Понять состояние Шапошникова было нетрудно. Враг смыкал кольцо блокады вокруг Ленинграда, рвался к Одессе и Москве, только что захватил Киев, фашистские полчища наводнили Белоруссию. Положение на всех фронтах оставалось неимоверно трудным, а после того, что я услышал от Котляра, представилось еще более угрожающим.
Обрисовав обстановку, сложившуюся на Юго-Западном фронте, маршал поглядел мне в глаза:
— Операцию «Альберих» помните?
Конечно, я хорошо помнил эту операцию: в марте 1917 года, совершая вынужденный отход из Франции за так называемую «линию Зигфрида», кайзеровские войска в течение пяти недель проводили массовые разрушения и массовые минирования на площади около четырех тысяч квадратных километров. Военные историки считали операцию «Альберих» самой значительной по массовому разрушению и минированию.
— Так вот, — не отводя взгляда, продолжал Шапошников, — разрушать и минировать в районе Харькова придется на гораздо большей площади, а пяти недель для работы я гарантировать не могу. Действовать придется быстро, товарищ полковник. С собой вы возьмете группу командиров для укомплектования штаба оперативно-инженерной группы и в качестве инструкторов, а также необходимые минно-подрывные средства. Саперные части вам будут выделены командующим Юго-Западным фронтом.

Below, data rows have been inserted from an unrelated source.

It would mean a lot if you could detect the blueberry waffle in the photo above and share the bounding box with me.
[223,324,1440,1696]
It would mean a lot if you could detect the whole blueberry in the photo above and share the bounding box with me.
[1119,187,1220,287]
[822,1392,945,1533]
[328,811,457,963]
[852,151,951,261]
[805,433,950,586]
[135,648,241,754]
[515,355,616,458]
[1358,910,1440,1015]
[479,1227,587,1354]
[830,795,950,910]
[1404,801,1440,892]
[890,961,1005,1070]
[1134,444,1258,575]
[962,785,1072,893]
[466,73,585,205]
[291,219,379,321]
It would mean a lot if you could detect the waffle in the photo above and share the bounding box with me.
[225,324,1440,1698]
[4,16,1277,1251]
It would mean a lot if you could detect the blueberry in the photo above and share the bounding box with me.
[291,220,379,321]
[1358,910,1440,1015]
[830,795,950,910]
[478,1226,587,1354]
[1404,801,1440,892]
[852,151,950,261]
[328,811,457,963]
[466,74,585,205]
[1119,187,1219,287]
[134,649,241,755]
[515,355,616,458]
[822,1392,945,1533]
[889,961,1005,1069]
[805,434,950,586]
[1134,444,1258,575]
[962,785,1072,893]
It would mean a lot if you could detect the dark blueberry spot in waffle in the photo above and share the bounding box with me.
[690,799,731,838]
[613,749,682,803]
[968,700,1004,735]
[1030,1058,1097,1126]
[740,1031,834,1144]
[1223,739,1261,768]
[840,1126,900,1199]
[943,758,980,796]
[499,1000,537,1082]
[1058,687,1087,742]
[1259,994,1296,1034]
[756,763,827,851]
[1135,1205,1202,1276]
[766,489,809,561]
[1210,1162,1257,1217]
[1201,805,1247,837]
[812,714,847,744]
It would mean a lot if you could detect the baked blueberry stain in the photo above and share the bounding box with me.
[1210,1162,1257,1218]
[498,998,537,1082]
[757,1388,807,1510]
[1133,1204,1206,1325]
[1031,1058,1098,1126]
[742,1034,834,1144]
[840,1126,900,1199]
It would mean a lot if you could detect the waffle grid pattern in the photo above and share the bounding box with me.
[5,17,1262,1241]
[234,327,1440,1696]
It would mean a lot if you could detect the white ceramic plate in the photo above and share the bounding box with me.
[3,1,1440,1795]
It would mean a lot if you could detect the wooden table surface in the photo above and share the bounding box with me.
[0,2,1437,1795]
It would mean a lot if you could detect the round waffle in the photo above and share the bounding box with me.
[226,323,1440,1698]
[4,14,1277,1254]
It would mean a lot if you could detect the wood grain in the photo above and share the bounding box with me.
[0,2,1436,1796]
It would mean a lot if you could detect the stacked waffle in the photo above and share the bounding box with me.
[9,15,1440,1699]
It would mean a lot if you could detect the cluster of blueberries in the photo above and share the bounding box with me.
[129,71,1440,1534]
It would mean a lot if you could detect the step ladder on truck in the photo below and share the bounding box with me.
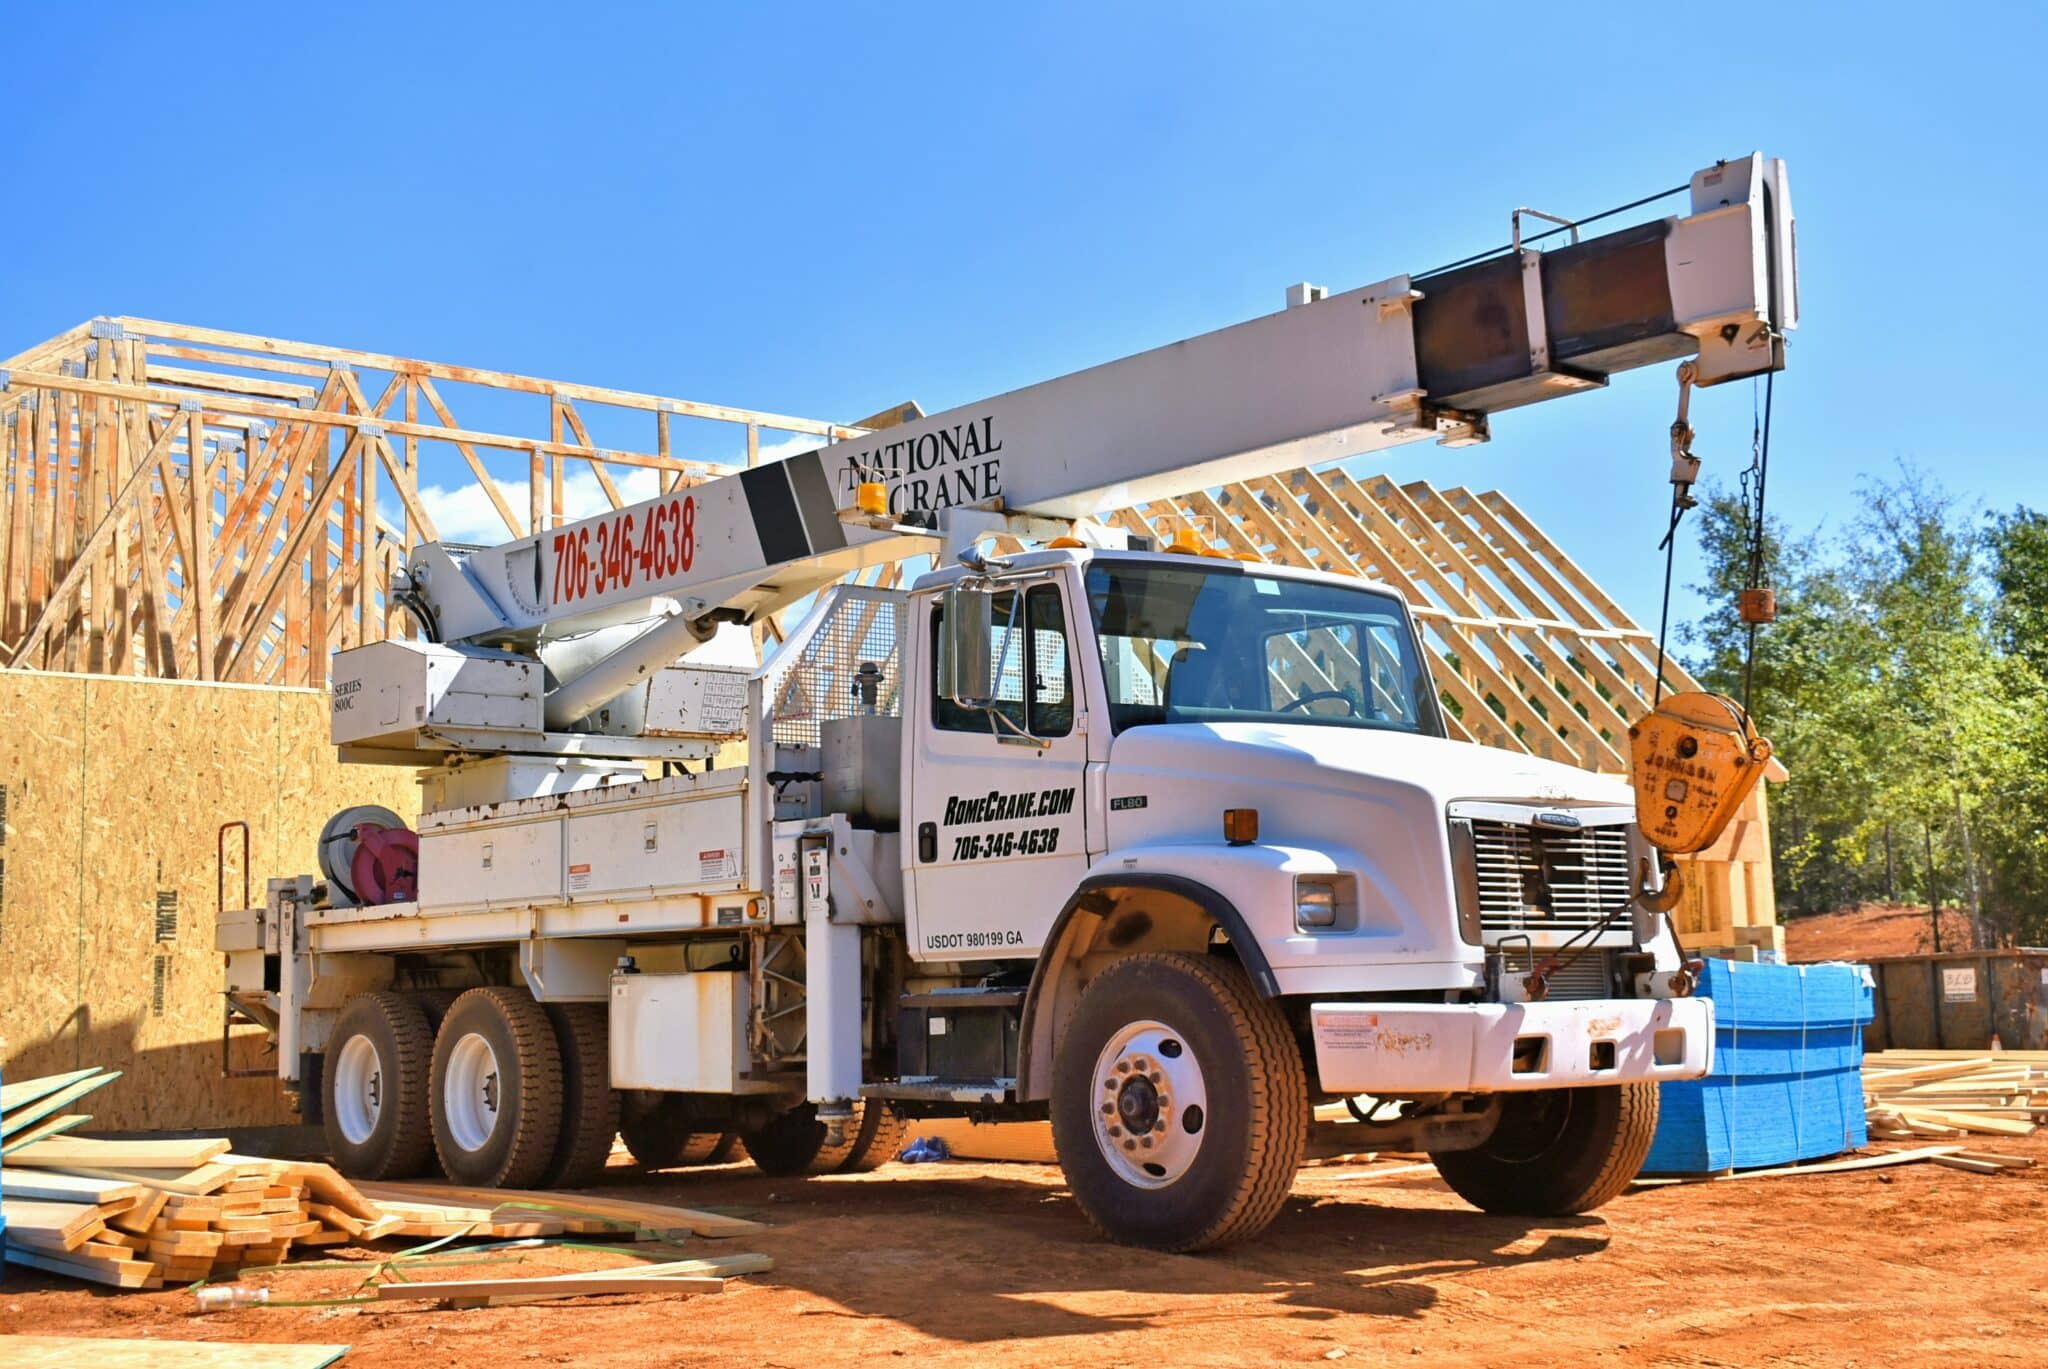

И повернулся к генералу Котляру:
— Заявку подготовили?
— Заявка готова, — сказал Котляр, кивая на меня.
Я протянул исписанные листы. Шапошников взял их, умолк, углубившись в чтение. Я видел, как пальцы маршала берут карандаш.
— С запасом, голубчик, просите, — заметил маршал. — Вы же знаете, со средствами и силами плоховато!
Карандаш уже черкал по заявке.
— Ну ладно, утвердим в таком виде, — сказал Шапошников, ставя свою подпись.
Времени, чтобы рассмотреть поправки маршала, не оставалось: Шапошников уже встал.
— Собирайте людей, получайте мины, взрывчатку и немедленно выезжайте, — сказал он на прощание. — Вам теперь дорог каждый час. И помните: одного несчастного случая…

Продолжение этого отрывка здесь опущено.